Ist die Zukunft des Straßenkarnevals also die vergitterte Stadt? Es ist zu hoffen, dass die Mitglieder des Kölner Stadtrates, dies nicht als Ultima Ratio ansehen. Die Stadt hat jetzt 8 Monate Zeit kreativ Lösungen zu suchen, wie sie den Straßenkarneval am Elften im Elften und von Weiberfastnacht bis Aschermittwoch in Zukunft gestalten und ordnen will. Und wo gefeiert werden soll. Sie kann auch einfach noch mehr Sperrgitter bestellen oder vielleicht den Versuch unternehmen nicht nur Verbote zu erlassen, sondern den Kölschen Fastelovend zu erklären.

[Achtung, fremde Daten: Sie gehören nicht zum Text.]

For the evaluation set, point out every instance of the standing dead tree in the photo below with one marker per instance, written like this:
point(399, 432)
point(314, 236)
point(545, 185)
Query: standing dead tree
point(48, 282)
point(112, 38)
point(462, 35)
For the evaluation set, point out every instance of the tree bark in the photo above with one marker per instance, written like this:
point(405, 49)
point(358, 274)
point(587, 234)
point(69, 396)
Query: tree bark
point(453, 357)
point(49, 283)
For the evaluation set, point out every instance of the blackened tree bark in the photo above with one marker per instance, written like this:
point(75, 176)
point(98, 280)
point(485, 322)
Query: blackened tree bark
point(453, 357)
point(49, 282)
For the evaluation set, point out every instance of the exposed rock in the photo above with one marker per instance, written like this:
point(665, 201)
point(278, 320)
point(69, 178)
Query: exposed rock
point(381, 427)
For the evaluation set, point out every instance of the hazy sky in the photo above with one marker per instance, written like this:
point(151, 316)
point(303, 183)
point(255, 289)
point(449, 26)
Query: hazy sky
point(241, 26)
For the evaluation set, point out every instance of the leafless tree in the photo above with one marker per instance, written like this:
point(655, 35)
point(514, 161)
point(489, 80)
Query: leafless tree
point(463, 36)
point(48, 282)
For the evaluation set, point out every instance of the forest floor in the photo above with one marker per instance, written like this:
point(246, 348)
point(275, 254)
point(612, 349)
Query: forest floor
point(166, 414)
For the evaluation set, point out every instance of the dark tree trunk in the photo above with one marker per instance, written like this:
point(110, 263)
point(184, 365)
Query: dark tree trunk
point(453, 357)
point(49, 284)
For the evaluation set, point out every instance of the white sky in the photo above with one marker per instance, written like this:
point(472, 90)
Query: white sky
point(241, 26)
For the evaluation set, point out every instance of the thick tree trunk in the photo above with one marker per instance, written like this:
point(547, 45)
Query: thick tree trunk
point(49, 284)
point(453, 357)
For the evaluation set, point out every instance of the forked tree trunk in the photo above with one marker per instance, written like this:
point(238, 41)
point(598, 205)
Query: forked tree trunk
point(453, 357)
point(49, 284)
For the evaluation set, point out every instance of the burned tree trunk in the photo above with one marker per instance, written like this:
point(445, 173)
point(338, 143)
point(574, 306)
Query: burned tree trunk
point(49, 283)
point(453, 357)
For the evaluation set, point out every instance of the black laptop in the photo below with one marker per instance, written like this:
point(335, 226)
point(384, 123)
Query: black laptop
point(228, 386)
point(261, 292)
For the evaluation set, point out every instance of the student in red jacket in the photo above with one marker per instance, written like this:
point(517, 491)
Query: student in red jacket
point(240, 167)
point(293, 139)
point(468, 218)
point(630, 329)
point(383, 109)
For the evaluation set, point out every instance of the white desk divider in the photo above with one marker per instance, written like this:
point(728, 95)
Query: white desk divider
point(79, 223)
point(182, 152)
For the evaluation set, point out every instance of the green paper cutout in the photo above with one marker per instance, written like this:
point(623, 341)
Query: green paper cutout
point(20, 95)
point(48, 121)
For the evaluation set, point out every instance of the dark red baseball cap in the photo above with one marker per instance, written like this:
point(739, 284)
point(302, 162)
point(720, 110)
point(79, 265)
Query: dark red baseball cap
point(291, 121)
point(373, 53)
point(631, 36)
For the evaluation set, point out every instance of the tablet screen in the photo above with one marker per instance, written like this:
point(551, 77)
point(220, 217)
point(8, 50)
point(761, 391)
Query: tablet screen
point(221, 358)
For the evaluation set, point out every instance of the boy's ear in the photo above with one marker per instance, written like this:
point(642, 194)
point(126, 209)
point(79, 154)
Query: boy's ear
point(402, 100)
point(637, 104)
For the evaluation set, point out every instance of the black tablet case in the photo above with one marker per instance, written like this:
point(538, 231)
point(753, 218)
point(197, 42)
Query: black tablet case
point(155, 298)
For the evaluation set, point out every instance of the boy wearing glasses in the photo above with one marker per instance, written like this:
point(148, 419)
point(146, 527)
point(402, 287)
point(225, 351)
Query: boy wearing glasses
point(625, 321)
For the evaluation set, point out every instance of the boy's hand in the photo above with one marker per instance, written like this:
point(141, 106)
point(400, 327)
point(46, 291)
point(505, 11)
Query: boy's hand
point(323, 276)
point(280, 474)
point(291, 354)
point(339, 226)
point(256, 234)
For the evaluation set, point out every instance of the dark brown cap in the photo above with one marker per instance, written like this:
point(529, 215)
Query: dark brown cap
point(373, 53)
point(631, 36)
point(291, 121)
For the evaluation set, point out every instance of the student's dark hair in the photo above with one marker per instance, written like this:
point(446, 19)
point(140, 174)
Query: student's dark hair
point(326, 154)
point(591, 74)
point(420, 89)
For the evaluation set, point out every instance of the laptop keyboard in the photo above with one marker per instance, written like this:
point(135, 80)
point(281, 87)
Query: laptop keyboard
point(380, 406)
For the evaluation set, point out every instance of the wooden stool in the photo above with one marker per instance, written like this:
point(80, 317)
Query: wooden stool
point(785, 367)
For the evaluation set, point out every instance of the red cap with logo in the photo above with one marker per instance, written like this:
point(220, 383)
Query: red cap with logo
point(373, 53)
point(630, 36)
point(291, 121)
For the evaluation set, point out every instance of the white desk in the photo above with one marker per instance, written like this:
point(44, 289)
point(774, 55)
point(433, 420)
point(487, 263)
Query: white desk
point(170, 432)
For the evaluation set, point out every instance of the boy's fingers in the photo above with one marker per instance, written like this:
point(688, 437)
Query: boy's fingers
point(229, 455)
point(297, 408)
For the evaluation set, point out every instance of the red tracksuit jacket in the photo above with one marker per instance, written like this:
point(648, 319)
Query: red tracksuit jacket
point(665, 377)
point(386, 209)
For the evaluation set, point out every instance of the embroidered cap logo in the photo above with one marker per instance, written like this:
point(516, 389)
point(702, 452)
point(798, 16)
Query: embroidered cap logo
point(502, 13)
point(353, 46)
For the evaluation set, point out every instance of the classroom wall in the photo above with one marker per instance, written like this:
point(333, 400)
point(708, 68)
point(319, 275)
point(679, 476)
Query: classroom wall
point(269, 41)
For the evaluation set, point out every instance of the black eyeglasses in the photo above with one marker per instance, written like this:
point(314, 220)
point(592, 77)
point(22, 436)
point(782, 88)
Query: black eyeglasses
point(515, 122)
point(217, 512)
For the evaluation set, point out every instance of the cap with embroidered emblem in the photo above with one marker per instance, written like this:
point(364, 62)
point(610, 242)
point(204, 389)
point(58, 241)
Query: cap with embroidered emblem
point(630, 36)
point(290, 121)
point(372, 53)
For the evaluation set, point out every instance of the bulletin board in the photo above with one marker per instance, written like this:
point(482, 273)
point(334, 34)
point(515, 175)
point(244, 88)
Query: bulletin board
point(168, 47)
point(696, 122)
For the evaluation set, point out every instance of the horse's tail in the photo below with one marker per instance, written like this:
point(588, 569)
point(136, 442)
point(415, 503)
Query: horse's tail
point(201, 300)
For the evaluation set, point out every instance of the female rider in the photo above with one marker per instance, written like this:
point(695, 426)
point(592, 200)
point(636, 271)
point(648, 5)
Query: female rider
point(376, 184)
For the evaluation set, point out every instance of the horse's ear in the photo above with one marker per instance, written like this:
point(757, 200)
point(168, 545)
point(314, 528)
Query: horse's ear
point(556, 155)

In Wien etwa gibt es an Silvester Wiener Walzer Schnellkurse, für alle die Menschen, die für einen Abend in Österreichs Hauptstadt reisen und dort stilecht feiern wollen. Wer vermittelt eigentlich all den Menschen Kölschen Fastelovend die jung sind, die als Touristen in die Stadt kommen? Nein, nicht die Medien, die die Statistik von 108 Wildpinklern verbreiten, wenn Tausende feiern. Und auch hier wäre es sinnvoll einmal die Relationen vernünftig einzuordnen. Wenn doch Zehntausende feiern, Alkohol als fester Bestandteil des Festes etabliert ist – entsprechende Passagen finden sich in den Treueschwüren Kölscher Traditionskorps – dann müssen Statistiken in Relation gebracht werden.